Marcel et Jacques se tenaient à l’autre hublot, éclairant au moyen de leurs lampes électriques la direction à suivre. Comme l’obus, de forme absolument cylindrique, ne pouvait avancer rigoureusement en ligne droite, ils indiquaient à lord Rodilan le sens dans lequel il devait pousser cet incommode esquif.

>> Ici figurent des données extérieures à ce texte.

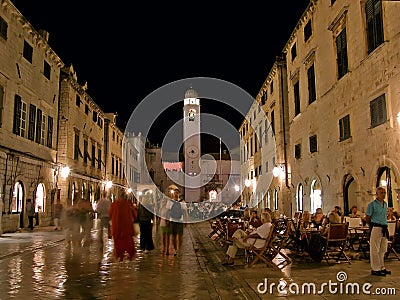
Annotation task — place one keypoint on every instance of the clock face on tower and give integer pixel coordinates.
(192, 151)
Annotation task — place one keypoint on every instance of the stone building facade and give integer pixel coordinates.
(81, 143)
(339, 108)
(29, 79)
(343, 66)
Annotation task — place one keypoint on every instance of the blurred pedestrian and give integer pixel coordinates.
(376, 217)
(102, 209)
(58, 208)
(30, 212)
(146, 217)
(164, 226)
(178, 220)
(122, 227)
(86, 214)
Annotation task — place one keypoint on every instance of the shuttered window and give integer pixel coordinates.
(32, 122)
(373, 12)
(378, 111)
(344, 128)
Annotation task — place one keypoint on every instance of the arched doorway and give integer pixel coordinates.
(276, 199)
(40, 197)
(349, 193)
(299, 197)
(17, 203)
(315, 195)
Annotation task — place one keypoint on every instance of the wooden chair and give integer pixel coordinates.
(264, 253)
(392, 240)
(336, 238)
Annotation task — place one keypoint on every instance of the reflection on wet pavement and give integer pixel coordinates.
(74, 271)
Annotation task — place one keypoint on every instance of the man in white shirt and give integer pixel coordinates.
(242, 240)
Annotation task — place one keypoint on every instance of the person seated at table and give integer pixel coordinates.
(391, 216)
(305, 224)
(241, 239)
(354, 213)
(246, 214)
(319, 218)
(334, 217)
(253, 216)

L’Anglais travaillait avec ardeur. Ses membres robustes n’avaient rien perdu de leur souplesse et de leur élasticité, et sa force se trouvait décuplée dans ce milieu où la pesanteur avait diminué d’une façon si remarquable. Aussi, malgré la difficulté d’un tel travail, une heure s’était à peine écoulée que l’obus venait échouer sur le fond insensiblement relevé et s’arrêtait à environ 50 mètres de la grève.

« Ah ! fit lord Rodilan en étirant ses bras, cette petite gymnastique m’a fait du bien, »

Et, s’approchant du hublot qui regardait le rivage, il ajouta en riant :

« Bon ! voilà qu’il nous va falloir maintenant prendre un bain. Après un violent exercice cela est tout à fait hygiénique. »

L’obus en effet plongeait d’environ quatre pieds dans l’eau et il fallait franchir à gué la distance qui séparait les voyageurs de la terre ferme.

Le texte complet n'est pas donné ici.